With so many people already connected via Facebook, offering a banking option may just be a logical next step. And if it succeeds, the Facebook banking app could change how people conduct transactions online.
The new Facebook app would not only allow users to conduct secure transactions with their bank, but also would enable payments to third parties and Facebook friends.
So members of the social media network who adopt the Facebook banking app will be able to pay their household bills and balance their checkbook in addition to the usual Facebook activities like uploading photos and updating their status.
Facebook Answers Security Concerns While Facebook was built on the foundation of bringing people together and keeping them connected, it does recognize there are some things people would rather not share - personal finances chief among them.
That's a hurdle Facebook is determined to overcome as it plans to add banking to its roster of site activities.
"There are certain things, whether it's financial services or banking where I don't necessarily want my friends to know exactly what I'm doing, right?" David Robinson, Facebook's director of global marketing solutions said in June to an audience of bankers at a Securities Industries and Financial Markets Association seminar in New York.
Facebook's answer lies with its banking partner (or future partners, if the idea gets traction). Commonwealth Bank will secure all transactions with its own authenticating systems, similar to how it secures online payments on its own online and mobile banking site.
Facebook would like for the Commonwealth banking app to serve as a model other financial institutions could follow.
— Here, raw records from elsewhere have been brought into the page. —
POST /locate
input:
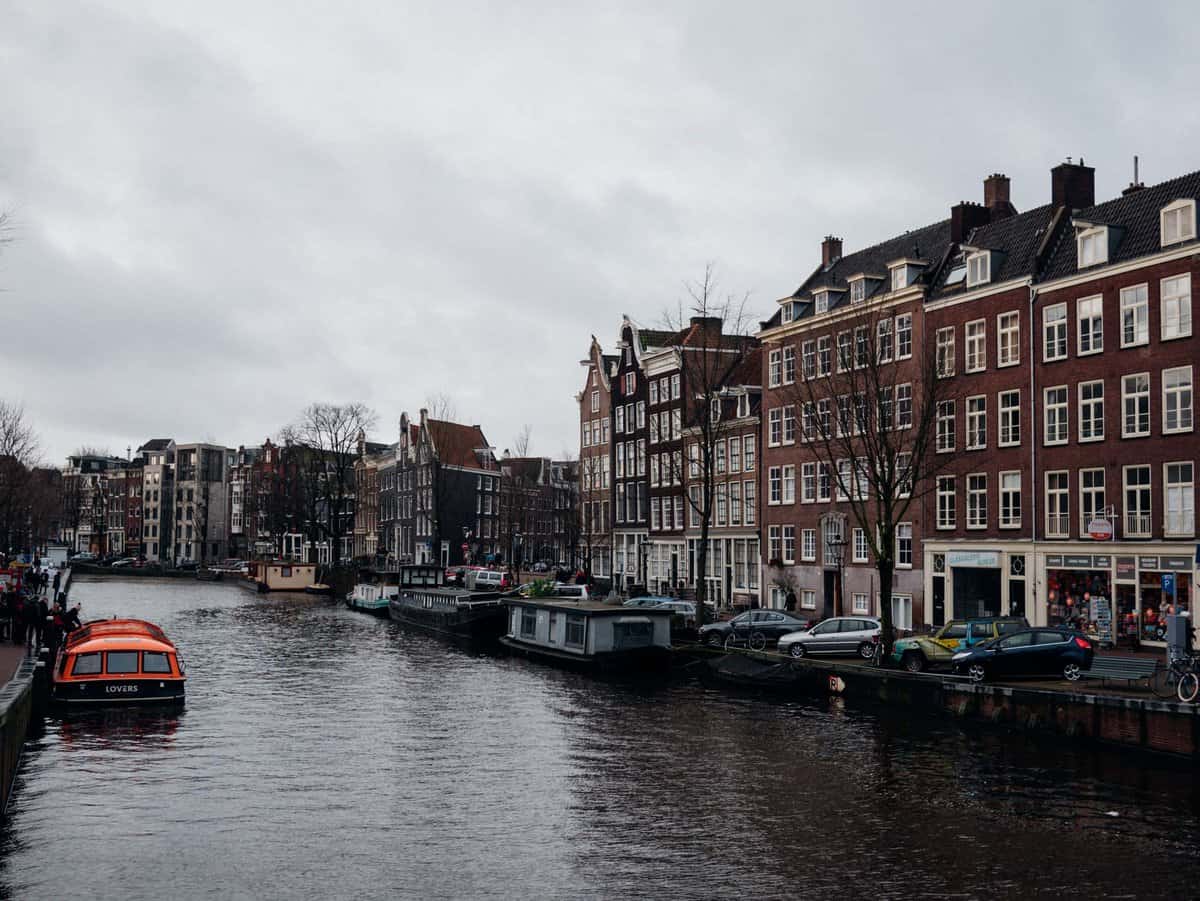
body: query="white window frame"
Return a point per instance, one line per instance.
(1007, 520)
(1087, 407)
(1135, 307)
(977, 422)
(1179, 398)
(975, 337)
(1087, 312)
(1181, 318)
(1056, 416)
(1013, 414)
(1008, 330)
(1092, 246)
(1183, 214)
(1126, 396)
(1186, 524)
(1059, 326)
(978, 268)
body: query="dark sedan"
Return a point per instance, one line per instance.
(1061, 653)
(754, 628)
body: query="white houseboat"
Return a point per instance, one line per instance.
(588, 635)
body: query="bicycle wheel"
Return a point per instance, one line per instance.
(1188, 688)
(1164, 682)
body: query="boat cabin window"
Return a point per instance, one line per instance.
(574, 631)
(121, 661)
(528, 623)
(155, 662)
(87, 665)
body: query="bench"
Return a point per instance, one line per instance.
(1122, 668)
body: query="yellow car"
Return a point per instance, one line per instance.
(930, 652)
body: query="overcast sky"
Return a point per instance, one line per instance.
(222, 211)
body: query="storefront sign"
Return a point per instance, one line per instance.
(1127, 569)
(973, 558)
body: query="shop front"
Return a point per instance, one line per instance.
(1079, 594)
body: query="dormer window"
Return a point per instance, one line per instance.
(978, 269)
(1093, 246)
(858, 290)
(1177, 222)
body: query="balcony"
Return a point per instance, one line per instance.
(1137, 526)
(1057, 526)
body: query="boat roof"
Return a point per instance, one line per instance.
(589, 606)
(107, 628)
(120, 642)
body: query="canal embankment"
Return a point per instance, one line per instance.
(1120, 718)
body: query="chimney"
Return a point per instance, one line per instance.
(831, 251)
(964, 217)
(1073, 185)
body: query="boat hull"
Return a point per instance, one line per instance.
(478, 624)
(634, 660)
(118, 691)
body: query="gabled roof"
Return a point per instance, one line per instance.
(456, 444)
(1137, 217)
(1015, 241)
(930, 242)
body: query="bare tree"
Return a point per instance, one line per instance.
(868, 400)
(521, 443)
(709, 358)
(328, 434)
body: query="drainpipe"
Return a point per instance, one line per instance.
(1032, 583)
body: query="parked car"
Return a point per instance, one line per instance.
(648, 600)
(1061, 653)
(755, 628)
(837, 635)
(931, 652)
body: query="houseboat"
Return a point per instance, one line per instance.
(424, 601)
(118, 661)
(588, 635)
(373, 593)
(280, 576)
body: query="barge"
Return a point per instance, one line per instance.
(120, 661)
(588, 635)
(425, 602)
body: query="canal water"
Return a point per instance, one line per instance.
(325, 755)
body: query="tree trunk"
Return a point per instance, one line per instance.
(886, 569)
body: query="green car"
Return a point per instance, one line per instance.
(933, 652)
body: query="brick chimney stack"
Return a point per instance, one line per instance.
(1073, 185)
(831, 251)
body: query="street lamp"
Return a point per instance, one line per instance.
(835, 550)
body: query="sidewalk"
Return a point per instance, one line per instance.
(10, 659)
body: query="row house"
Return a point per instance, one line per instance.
(733, 558)
(201, 517)
(538, 510)
(157, 457)
(856, 317)
(367, 496)
(449, 493)
(630, 434)
(595, 462)
(1114, 448)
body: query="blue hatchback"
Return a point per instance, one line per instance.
(1048, 652)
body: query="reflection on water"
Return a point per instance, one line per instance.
(324, 754)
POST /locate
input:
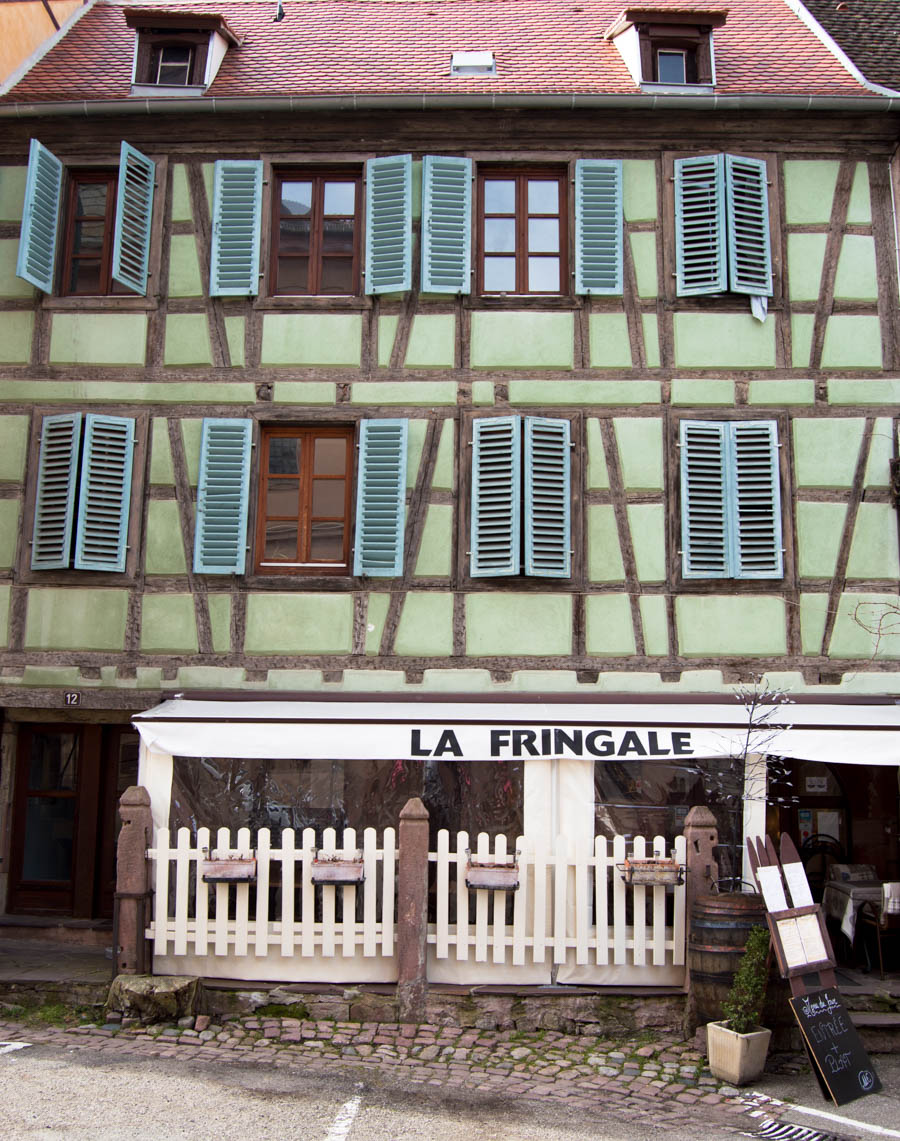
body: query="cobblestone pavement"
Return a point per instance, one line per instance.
(662, 1082)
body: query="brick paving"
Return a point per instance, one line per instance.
(663, 1081)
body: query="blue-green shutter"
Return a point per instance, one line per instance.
(40, 218)
(236, 212)
(55, 502)
(446, 224)
(598, 226)
(496, 496)
(756, 500)
(104, 493)
(700, 225)
(134, 213)
(223, 496)
(548, 495)
(389, 219)
(750, 260)
(380, 498)
(705, 529)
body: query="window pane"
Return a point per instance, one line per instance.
(543, 275)
(500, 275)
(543, 235)
(500, 195)
(543, 196)
(500, 235)
(340, 199)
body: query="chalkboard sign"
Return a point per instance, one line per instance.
(834, 1045)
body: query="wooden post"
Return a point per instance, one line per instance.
(412, 912)
(132, 881)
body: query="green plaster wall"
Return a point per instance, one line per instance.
(809, 191)
(168, 624)
(639, 189)
(187, 339)
(311, 339)
(647, 523)
(608, 626)
(826, 451)
(426, 625)
(98, 338)
(640, 453)
(434, 559)
(432, 341)
(516, 624)
(603, 551)
(852, 341)
(805, 257)
(164, 548)
(15, 337)
(856, 278)
(735, 340)
(14, 444)
(523, 340)
(745, 625)
(75, 618)
(299, 623)
(874, 551)
(819, 529)
(610, 347)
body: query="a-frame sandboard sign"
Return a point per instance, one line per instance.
(803, 951)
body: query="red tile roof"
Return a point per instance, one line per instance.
(403, 47)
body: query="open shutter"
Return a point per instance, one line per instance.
(756, 494)
(55, 503)
(105, 493)
(750, 260)
(134, 213)
(380, 498)
(496, 499)
(700, 225)
(389, 221)
(446, 225)
(236, 211)
(705, 535)
(548, 511)
(40, 219)
(598, 226)
(223, 496)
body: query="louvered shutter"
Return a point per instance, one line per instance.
(380, 498)
(705, 533)
(750, 260)
(598, 226)
(134, 213)
(40, 218)
(496, 498)
(55, 502)
(700, 225)
(236, 211)
(548, 511)
(446, 225)
(389, 219)
(223, 496)
(756, 499)
(104, 493)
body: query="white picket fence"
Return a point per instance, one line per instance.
(570, 919)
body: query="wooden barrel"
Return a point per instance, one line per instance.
(719, 930)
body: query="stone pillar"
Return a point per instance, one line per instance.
(412, 912)
(132, 882)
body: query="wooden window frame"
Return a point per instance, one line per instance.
(520, 176)
(306, 568)
(318, 177)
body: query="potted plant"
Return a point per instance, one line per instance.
(737, 1045)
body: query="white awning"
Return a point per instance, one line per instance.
(843, 733)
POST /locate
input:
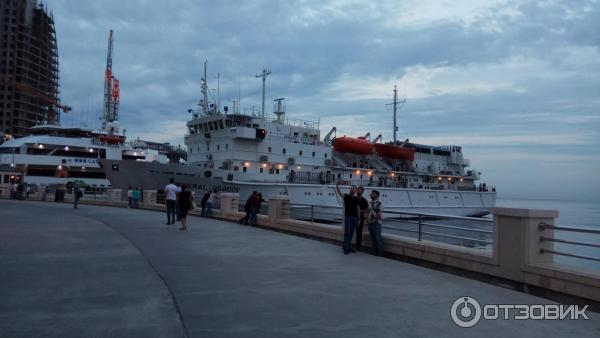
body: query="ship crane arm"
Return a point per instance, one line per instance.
(327, 139)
"Facebook is a platform and a partnership company," the company said in a statement in response to a query about the possibility of other financial institutions opening virtual branches on Facebook. "We are supportive of brands and agencies, across industries, using the platform to better serve their customers."
By creating private experiences on what is normally a very public channel, Facebook hopes to expand its own reach while helping banks better serve and engage their customers.
Risks of Facebook Banking Commonwealth is aware of risks involved, particularly "phishing scams" in which messages that appear to be from a distressed friend trick users into sending money to a thief. But the Australia-based bank insists it will not launch the app unless it can do so with a 100% guarantee of security.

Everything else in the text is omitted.